After coming back to Manila, Pantaleon sent a letter through counsel to the respondent, demanding
an apology for the "inconvenience, humiliation and embarrassment he and his family thereby
suffered" for respondent’s refusal to provide credit authorization for the aforementioned
purchases. The aggrieved cardholder instituted an action for damages with the RTC. Pantaleon
prayed that he be awarded ₱2,000,000.00, as moral damages; ₱500,000.00, as exemplary damages;
₱100,000.00, as attorney’s fees; and ₱50,000.00 as litigation expenses.

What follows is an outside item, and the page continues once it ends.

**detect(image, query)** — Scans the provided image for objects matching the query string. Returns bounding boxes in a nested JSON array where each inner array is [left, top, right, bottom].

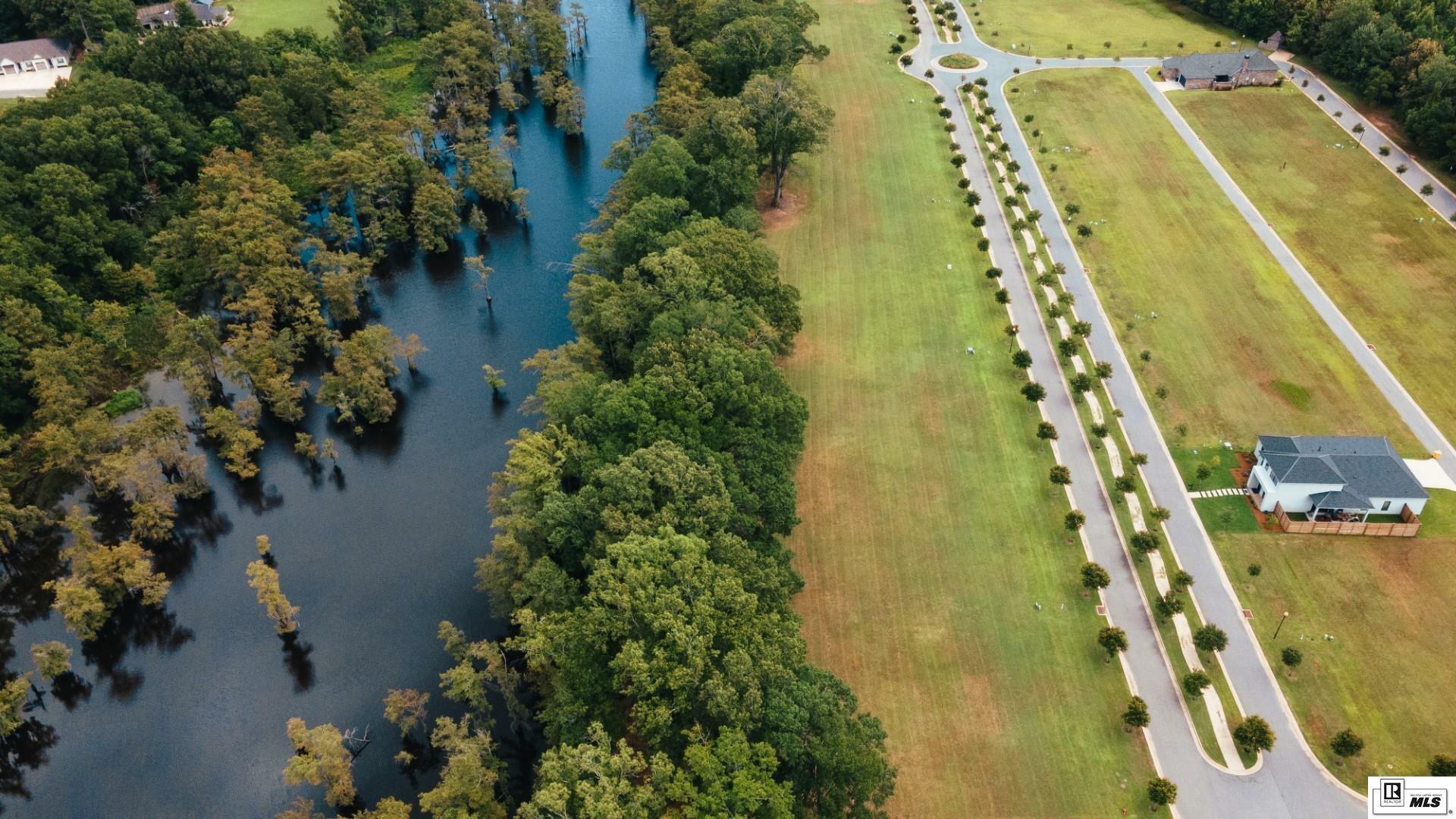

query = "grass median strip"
[[766, 0, 1153, 816], [961, 84, 1257, 767], [1010, 68, 1420, 466], [1169, 83, 1456, 448], [965, 0, 1235, 57]]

ISSUE: Whether the respondent had committed a breach of its obligations to Pantaleon.

HELD:

The RTC had concluded, based on the testimonial representations of Pantaleon and respondent’s
credit authorizer, Edgardo Jaurigue, that the normal approval time for purchases was "a matter of
seconds." Based on that standard, respondent had been in clear delay with respect to the three
subject transactions. As it appears, the Court of Appeals conceded that there had been delay on the
part of respondent in approving the purchases. The SC agrees with the findings of the trial court,
for it amply established that the tardiness on the part of respondent in acting on petitioner’s
purchase at Coster did constitute culpable delay on its part in complying with its obligation to act
promptly on its customer’s purchase request. The Court recognizes that respondent has the right,
if not the obligation, to verify whether the credit it is extending upon on a particular purchase was
indeed contracted by the cardholder, and that the cardholder is within his means to make such
transaction. The culpable failure of respondent herein is not the failure to timely approve
petitioner’s purchase, but the more elemental failure to timely act on the same, whether favorably
or unfavorably. Even assuming that respondent’s credit authorizers did not have sufficient basis
on hand to make a judgment, we see no reason why respondent could not have promptly informed
petitioner the reason for the delay, and duly advised him that resolving the same could take some
time. In that way, petitioner would have had informed basis on whether or not to pursue the
transaction at Coster, given the attending circumstances. Instead, petitioner was left uncomfortably
dangling in the chilly autumn winds in a foreign land and soon forced to confront the wrath of
foreign folk. It should be emphasized that the reason why petitioner is entitled to damages is not
simply because respondent incurred delay, but because the delay, for which culpability lies under
Article 1170, led to the particular injuries under Article 2217 of the Civil Code for which moral
damages are remunerative.26 Moral damages do not avail to soothe the plaints of the simply
impatient, so this decision should not be cause for relief for those who time the length of their
credit card transactions with a stopwatch. The somewhat unusual attending circumstances to the
purchase at Coster – that there was a deadline for the completion of that purchase by petitioner
before any delay would redound to the injury of his several traveling companions – gave rise to
the moral shock, mental anguish, serious anxiety, wounded feelings and social humiliation
sustained by the petitioner, as concluded by the RTC.27 Those circumstances are fairly unusual,
and should not give rise to a general entitlement for damages under a more mundane set of facts.